I've always been a proponent of owning bonds specifically, and most of that is fee driven. Bond fund managers have had a tailwind at their backs for 30 years, so they have been posting good returns. But a lot of times, those good return numbers are masking fees we shouldn't be paying in a world where the benchmark index pays you 2.5%.

Bond exchange-traded funds have comparatively low fees and they've been hugely popular lately-What's your view on them?

I think they're great for small clients-portfolios of less than $100,000. ETFs offer great liquidity, you get great pricing and you get low fees, all of which are big bonuses in the bond world. What you give up is a defined maturity date, which is the fixed part of fixed income-you know, barring a default, what you're going to get back and when you're going to get it.

How should I divide my bond holdings between government and corporate bonds?

This comes with the caveat that every client is different. But in our main fixed income portfolio, we're right now 80% in corporate bonds, and 20% provincial and Government of Canada bonds. We're very light on government bonds.

Where do high yield bonds fit in?

I'm happy with putting 25% of a fixed income allocation into high yield. But when we move into the high-yield space, we view it as a hybrid of fixed income and equities. It's a cross-over. If you're looking at a 60/40 equity-to-bond ratio and we want to put in a quarter of the bonds in high yield, we might take 5% from both the bond and the equity side.

It's not hard to find people who say high yield bonds are overvalued today-Should investors be concerned?

If we see corporate financing rates go higher, then we're probably going to see high-yield bond yields go higher, and we don't want to be there when it happens.

Does that mean people should be thinking about an exit-strategy for high yield bonds?

At the moment, no. That stems from our view that rates are going to stay low for a very long time.

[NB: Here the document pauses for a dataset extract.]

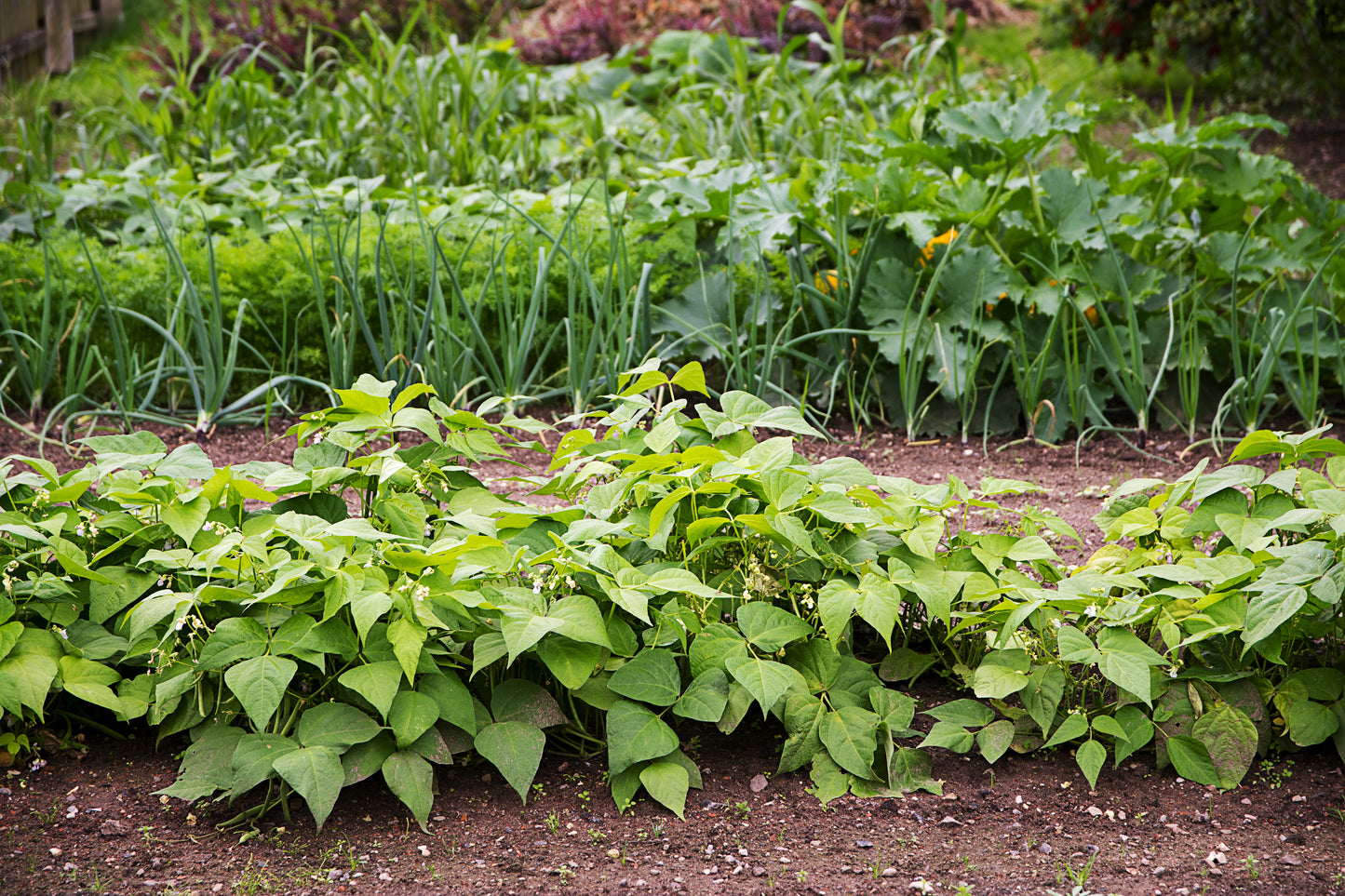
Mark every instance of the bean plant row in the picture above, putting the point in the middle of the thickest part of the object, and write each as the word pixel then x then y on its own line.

What about emerging market bonds?

Liquidity particularly comes into play there. When money leaves emerging markets, it leaves fast. And that leaves somebody holding the bag.

What do you think about using a bond ladder (structuring your bond holdings so you have money maturing every year)?

It's a fantastic strategy. It's low cost, it's simple and it generally achieves what you want to achieve, which is protection against rising rates. It's almost like having a floating rate portfolio. But today, you're starting off at a very high price, low yield point.

How long should the ladder be?

One- to five-years is a very conservative way to approach a ladder; one- to ten-years would be pretty standard. At the moment, we're actually building three- to eight-year ladders. There's not a whole lot of yield in the one- to two-year range, so we cut those out. This is, of course, done after you interview the client and say, you're not going to need money in the next two years, are you? We cut out the last bit of the ladder because we think the duration is a bit too long.

Investors put billions of dollars into bond funds in the past couple of years-Do you think the typical portfolio has too much in bonds right now?

It's disputable, but the rush to bonds, following the equity crash in 2008, was a rebalancing out of equities and into bonds. If I had to take a guess, I'd say we're a little bit overweight on bonds at the expense of equities.

I've heard from readers who say they've sold all their bonds. How sensible is that?

I'll always say the balanced approach is the best way to go. To say you're all-in or all-out is a little short-sighted.

If we have another global financial crisis, will money flow into government bonds as the one safe refuge?

That's where liquidity becomes a huge issue again. Money would flow to the most liquid instrument and that would be government bonds. Another crisis hits, I'm pretty sure bond prices go higher and equities drop.